Common montane birds are declining in northern Europe.


    Aleksi Lehikoinen, Martin Green, Magne Husby, John Atle Kalas, Ake Lindstrom.
Citation: Lehikoinen, A., Green, M., Husby, M., Kålås, J. A. and Lindström, Å. (2013), Common montane birds are declining in northern Europe. Journal of Avian Biology. doi: 10.1111/j.1600-048X.2013.00177.x


Human activities, including climate change, are gradually modifying our environment. Knowledge about such effects on fauna and flora is crucial for the development of conservation strategies to minimize the loss of biodiversity and ecosystem services. Alpine and arctic habitats are expected to be particularly vulnerable to climate change. The Fennoscandian montane bird indicator presented here gives basic information about faunistic changes in one of the most extreme climatic environments of Europe covering two different habitat types: tundra and birch forest.
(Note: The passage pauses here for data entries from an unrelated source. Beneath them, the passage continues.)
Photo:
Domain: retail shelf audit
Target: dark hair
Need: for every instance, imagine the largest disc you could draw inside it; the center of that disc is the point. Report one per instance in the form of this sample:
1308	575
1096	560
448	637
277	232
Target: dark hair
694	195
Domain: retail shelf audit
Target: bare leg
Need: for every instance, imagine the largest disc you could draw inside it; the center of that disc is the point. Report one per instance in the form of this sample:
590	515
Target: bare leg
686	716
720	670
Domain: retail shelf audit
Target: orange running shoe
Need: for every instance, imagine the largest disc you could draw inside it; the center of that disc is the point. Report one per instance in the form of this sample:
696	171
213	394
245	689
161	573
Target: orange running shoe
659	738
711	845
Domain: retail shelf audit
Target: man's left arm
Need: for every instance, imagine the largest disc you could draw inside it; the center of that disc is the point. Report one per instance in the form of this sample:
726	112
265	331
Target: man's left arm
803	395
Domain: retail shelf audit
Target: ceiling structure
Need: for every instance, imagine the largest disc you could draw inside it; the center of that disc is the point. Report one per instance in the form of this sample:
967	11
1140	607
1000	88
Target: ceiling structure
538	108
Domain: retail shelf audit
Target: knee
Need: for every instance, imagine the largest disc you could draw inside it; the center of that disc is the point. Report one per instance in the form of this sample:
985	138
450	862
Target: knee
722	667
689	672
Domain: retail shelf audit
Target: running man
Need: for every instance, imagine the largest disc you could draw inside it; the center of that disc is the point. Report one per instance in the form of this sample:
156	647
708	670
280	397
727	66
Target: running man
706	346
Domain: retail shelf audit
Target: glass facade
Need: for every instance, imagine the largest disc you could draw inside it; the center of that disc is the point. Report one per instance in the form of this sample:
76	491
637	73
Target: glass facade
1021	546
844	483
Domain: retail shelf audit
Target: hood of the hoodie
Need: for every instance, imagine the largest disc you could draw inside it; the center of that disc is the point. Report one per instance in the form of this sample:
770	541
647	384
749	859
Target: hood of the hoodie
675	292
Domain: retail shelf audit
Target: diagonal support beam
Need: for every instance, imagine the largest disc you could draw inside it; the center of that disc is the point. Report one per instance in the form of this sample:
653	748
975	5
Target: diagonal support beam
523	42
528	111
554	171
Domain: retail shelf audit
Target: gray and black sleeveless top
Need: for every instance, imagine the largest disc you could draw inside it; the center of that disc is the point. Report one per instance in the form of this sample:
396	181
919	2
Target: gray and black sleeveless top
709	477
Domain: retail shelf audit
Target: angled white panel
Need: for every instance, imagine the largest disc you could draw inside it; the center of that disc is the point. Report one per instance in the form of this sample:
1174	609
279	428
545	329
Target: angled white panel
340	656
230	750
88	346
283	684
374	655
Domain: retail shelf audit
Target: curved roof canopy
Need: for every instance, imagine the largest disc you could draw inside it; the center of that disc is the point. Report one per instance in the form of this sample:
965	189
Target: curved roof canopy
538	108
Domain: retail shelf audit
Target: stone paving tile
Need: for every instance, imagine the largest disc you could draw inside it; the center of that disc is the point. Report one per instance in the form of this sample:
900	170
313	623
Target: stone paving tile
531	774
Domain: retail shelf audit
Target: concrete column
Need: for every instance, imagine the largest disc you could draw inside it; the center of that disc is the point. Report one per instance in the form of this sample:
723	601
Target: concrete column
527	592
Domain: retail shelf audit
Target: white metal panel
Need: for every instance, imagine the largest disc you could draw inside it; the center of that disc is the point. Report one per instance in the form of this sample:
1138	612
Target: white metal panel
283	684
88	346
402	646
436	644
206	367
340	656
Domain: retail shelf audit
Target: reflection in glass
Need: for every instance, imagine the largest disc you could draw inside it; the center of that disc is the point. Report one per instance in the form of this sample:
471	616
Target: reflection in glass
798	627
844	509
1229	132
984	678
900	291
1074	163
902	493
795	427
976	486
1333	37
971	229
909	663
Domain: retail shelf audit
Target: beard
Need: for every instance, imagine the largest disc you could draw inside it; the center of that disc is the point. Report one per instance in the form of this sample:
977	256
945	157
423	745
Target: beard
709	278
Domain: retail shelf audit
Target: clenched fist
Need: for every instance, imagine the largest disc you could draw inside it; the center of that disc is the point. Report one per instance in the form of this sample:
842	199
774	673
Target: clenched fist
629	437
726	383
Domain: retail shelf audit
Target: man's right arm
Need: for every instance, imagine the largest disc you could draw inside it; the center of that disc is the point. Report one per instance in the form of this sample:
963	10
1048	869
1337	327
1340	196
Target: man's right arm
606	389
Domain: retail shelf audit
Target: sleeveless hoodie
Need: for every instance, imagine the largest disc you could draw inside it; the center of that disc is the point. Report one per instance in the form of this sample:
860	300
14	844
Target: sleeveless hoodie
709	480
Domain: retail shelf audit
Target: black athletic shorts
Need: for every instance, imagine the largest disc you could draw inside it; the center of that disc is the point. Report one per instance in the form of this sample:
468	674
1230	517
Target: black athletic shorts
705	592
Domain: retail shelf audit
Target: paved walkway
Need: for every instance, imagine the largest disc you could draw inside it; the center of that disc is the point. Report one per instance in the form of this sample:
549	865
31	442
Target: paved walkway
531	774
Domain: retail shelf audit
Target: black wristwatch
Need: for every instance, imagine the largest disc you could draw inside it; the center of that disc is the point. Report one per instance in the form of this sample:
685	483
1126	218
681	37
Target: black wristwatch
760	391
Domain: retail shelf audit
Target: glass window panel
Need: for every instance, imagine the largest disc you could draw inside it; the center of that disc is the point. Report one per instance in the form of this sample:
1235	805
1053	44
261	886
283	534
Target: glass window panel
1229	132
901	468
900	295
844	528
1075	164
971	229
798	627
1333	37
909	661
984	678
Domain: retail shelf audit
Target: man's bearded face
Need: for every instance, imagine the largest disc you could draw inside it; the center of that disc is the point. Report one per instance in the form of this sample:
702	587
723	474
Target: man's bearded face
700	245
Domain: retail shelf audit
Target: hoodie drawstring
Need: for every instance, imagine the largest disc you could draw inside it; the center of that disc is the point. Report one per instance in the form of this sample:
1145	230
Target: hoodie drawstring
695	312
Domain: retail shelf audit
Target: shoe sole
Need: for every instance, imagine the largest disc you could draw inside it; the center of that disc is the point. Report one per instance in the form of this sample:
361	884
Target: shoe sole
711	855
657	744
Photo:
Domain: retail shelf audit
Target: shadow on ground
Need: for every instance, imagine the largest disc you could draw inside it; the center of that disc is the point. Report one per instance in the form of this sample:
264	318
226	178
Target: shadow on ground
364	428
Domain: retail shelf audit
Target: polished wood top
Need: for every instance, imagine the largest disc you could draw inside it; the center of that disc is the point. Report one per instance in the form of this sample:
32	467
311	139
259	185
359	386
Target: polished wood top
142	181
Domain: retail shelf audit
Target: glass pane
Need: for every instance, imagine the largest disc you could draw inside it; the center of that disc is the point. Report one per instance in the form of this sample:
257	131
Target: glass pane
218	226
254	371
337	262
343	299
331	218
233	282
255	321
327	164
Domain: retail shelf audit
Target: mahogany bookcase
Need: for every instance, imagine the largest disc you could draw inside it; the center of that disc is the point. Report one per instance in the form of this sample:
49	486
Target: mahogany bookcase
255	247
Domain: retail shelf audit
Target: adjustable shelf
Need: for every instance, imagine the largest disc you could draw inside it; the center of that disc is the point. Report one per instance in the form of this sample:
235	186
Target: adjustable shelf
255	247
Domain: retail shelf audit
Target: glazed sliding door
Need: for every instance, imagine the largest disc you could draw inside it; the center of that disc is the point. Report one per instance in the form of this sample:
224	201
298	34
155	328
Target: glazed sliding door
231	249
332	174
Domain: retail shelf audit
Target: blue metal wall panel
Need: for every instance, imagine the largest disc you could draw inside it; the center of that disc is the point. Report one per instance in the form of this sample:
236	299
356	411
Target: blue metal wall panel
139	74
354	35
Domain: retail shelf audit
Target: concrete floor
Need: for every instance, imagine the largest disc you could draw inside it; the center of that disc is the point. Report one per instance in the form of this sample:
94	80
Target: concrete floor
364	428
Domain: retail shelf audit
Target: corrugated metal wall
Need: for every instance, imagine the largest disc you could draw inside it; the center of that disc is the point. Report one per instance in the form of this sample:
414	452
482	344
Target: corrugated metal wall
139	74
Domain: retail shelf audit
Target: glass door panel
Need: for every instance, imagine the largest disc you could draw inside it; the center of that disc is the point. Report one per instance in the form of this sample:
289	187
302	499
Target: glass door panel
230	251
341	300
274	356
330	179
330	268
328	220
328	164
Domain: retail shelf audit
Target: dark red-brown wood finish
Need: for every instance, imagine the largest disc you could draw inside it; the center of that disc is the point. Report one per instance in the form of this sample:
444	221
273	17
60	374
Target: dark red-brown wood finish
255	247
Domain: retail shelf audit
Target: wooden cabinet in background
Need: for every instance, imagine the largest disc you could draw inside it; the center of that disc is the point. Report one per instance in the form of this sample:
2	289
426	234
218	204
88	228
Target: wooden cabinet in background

As such, this indicator can fill an important gap among the already existing continental-wide bird indicators for farmland, forest, climate change, and the several regional European bird indicators produced by the European Bird Census Council. As far as we know, this may be the first large-scale indicator for alpine birds. If the new schemes that started in 2005 and 2006 will continue as planned, data will be available for a high number of sampling sites (about 400) in the coming years. This probably means that data for a few typical montane breeding bird species additional to those included here can be added to the indicator. The indicator presented here suggests that Fennoscandian montane birds have declined substantially during the last 11 yr, which is in line with the predictions based on climatic forecasting suggesting that montane species in Fennoscandia will likely show declining population sizes and reduced range sizes in the future. The fact that long-distance migratory species do not stand out as particularly affected suggests that the main reasons for the decline may be found within the Fennoscandian mountain range itself.
Birds Studied
Willow Ptarmigan, Rock Ptarmigan, Golden Plover, Long-tailed Skua, Meadow Pipit, Bluethroat, Common Redstart, Common Wheatear,  Redwing, Willow Warbler, Brambling, Common Redpoll, Lapland Bunting, Snow Bunting.
Study Site Locations: 420 bird monitoring sites in the Fennoscandian mountain range. Black dots are sites with data for at least two years and therefore included in the present study (n = 262). White dots indicate newly established monitoring sites that have not yet been surveyed twice.